Os rentistas veem candidatura do senador fragilizada por controvérsias e buscam uma alternativa mais viavél eleitoralmente ligada ao Centrão para conter a reeleição de Lula.
O setor financeiro nacional, concentrado na região da Faria Lima – também conhecidade como “Faria Lemers”, em São Paulo, mantém sua histórica rejeição às diretrizes econômicas promovidas pelo Partido dos Trabalhadores e pela gestão do presidente Luiz Inácio Lula da Silva. Historicamente alinhado a agendas liberais, o segmento apoiou Jair Bolsonaro em pleitos anteriores.

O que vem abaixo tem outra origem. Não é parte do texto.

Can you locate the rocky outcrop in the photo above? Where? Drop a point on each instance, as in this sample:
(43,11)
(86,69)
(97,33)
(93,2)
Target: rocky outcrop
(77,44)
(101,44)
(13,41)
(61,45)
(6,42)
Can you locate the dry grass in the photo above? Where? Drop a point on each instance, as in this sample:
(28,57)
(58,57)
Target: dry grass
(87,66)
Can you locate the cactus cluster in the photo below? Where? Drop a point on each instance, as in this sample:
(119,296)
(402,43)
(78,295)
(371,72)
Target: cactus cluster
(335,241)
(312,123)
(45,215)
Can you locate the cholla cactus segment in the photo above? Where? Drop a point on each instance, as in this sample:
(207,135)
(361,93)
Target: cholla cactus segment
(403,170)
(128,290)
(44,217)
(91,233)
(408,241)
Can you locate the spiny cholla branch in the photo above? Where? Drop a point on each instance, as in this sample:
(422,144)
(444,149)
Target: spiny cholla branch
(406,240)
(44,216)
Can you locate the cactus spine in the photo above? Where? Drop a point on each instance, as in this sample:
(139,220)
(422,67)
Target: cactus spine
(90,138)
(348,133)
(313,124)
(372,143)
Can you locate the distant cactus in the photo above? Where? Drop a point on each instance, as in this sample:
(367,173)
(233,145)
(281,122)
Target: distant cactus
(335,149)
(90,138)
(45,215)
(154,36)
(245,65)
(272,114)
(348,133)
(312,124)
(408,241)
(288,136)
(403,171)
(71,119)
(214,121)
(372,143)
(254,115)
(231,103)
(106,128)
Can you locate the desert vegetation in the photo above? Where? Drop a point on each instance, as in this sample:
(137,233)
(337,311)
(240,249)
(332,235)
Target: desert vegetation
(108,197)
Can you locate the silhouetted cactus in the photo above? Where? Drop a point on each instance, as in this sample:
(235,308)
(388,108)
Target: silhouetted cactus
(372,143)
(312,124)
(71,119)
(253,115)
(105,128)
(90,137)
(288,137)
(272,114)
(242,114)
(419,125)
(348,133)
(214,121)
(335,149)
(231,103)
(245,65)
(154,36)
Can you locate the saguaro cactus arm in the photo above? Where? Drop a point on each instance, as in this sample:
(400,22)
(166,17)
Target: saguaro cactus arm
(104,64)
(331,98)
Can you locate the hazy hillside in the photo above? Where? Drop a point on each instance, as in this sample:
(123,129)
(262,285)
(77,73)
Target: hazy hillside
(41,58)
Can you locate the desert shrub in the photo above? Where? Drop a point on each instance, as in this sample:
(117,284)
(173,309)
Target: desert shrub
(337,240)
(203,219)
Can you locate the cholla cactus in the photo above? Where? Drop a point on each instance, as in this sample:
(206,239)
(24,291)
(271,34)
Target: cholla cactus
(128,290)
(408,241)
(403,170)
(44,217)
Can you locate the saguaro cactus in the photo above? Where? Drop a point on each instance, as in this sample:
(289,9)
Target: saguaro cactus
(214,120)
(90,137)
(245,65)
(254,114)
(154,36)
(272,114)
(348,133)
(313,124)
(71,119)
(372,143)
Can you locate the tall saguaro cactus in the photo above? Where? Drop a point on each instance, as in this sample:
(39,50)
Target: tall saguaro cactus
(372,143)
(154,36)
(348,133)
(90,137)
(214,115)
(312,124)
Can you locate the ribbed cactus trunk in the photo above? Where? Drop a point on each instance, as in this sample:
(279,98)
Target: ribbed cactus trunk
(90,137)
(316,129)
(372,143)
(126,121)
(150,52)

Contudo, o cenário atual mostra um desgaste acentuado na viabilidade do nome de Flávio Bolsonaro, que vinha sendo a principal aposta desse grupo, mas que hoje perde força perante a percepção de que dificilmente conseguirá superar o atual chefe do Executivo em um eventual segundo turno.
Diante desse panorama, expressivos agentes do mercado consideram que uma desistência do parlamentar abriria caminho para nomes mais competitivos e previsíveis. A alternativa que ganha tração nos bastidores envolve a composição liderada pelo governador de Goiás, Ronaldo Caiado, acompanhado por Gilberto Kassab, ambos quadros do PSD.

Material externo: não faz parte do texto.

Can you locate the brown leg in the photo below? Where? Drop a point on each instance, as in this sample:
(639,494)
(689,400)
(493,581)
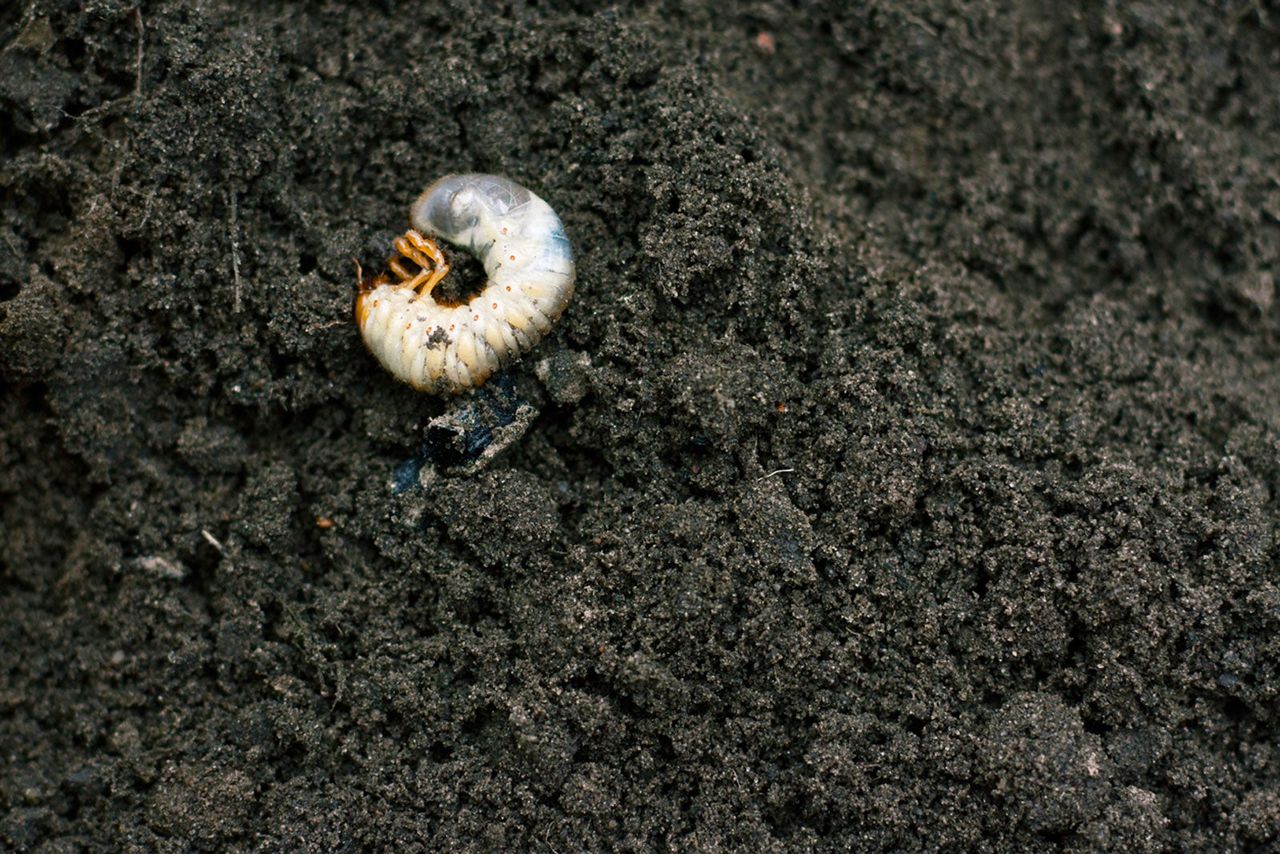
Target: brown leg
(424,247)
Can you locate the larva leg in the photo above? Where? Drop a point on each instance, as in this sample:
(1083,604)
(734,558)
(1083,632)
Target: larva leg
(426,255)
(428,247)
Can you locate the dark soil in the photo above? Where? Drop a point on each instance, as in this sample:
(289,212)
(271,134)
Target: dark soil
(904,473)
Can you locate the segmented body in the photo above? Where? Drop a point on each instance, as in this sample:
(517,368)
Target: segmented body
(528,263)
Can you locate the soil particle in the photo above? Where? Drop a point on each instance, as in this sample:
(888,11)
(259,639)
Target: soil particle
(903,475)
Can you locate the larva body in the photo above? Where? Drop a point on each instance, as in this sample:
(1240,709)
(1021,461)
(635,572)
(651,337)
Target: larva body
(528,263)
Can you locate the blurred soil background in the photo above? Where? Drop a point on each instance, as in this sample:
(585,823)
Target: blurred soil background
(904,473)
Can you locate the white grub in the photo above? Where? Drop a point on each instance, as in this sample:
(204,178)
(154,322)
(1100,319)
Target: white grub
(529,268)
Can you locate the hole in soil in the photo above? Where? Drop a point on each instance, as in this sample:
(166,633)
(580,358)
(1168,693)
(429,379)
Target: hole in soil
(466,278)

A avaliação dominante é de que uma aliança estruturada no Centrão ofereceria o suporte necessário para reformas fiscais profundas, incluindo a contenção de despesas sociais, a desindexação de reajustes do salário mínimo e a limitação dos repasses obrigatórios para a educação básica.

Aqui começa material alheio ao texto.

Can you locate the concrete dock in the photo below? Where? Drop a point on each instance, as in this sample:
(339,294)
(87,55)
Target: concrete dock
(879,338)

A erosão da imagem de Flávio Bolsonaro perante o empresariado é fruto de uma sequência de episódios recentes. Pesa contra o senador a perda de credibilidade decorrente de inverdades ditas a executivos sobre suas interações com Daniel Vorcaro, do Banco Master, a quem recorreu em busca de recursos.
Essa quebra de confiança provocou uma queda abrupta na avaliação de seu nome junto às lideranças corporativas, que expressam indignação com as divergências demonstradas nas justificativas apresentadas.
Somam-se a isso as contradições envolvendo o financiamento da obra cinematográfica “Dark Horse”, que aborda a trajetória de seu pai. Por se tratar de matéria sob apuração oficial, investidores demonstram forte hesitação em respaldar um postulante ao Planalto envolvido em investigações ativas.
O sentimento geral é de vulnerabilidade constante, antecipando que o surgimento de novas mensagens ou gravações possa desestabilizar a candidatura. Como o senador ocupa o posto de principal opositor de Lula nas pesquisas de opinião, o receio do mercado é que revelações comprometedoras surjam no momento decisivo da campanha, consolidando a vitória do atual presidente.
Sob o ponto de vista da articulação política, Flávio Bolsonaro é avaliado como inábil na formação de frentes amplas. Observadores do cenário partidário destacam sua inclinação pelo confronto em detrimento da composição.
Um exemplo citado é o embate público travado com sua madrasta, Michelle Bolsonaro (PL), figura de apelo expressivo junto ao eleitorado feminino, considerado um equívoco tático relevante.
Essa dificuldade de interlocução resulta no esfacelamento de apoios e em divisões dentro da própria legenda, o PL. O senador não obteve a adesão do PP, falhou em atrair a senadora Tereza Cristina (PP-MS) para compor sua chapa como vice e mantém distância de nomes influentes do ambiente bolsonarista, a exemplo do governador paulista Tarcísio de Freitas (Republicanos). Tarcísio figura como a escolha ideal dos agentes financeiros, que ainda externam descontentamento pelo fato de a família Bolsonaro ter preterido o governador em prol da candidatura do filho.
Apesar das investidas de articuladores como o senador Rogério Marinho e de Daniella Marques, ex-presidente da Caixa e cotada para a vice-presidência, que realizam agendas na Faria Lima para defender a viabilidade de Flávio, as apresentações não têm convencido os gestores.
Composição do STF – além das variáveis econômicas, parcela do empresariado demonstra preocupação com o equilíbrio do Judiciário. A perspectiva de reeleição de Lula implicaria a indicação de três novos nomes para o Supremo Tribunal Federal, além da vaga deixada por Luís Roberto Barroso, após a rejeição de Jorge Messias pelo Senado. Somadas às indicações já realizadas de Cristiano Zanin e Flávio Dino, o movimento garantiria uma maioria alinhada ao governo no plenário da Corte.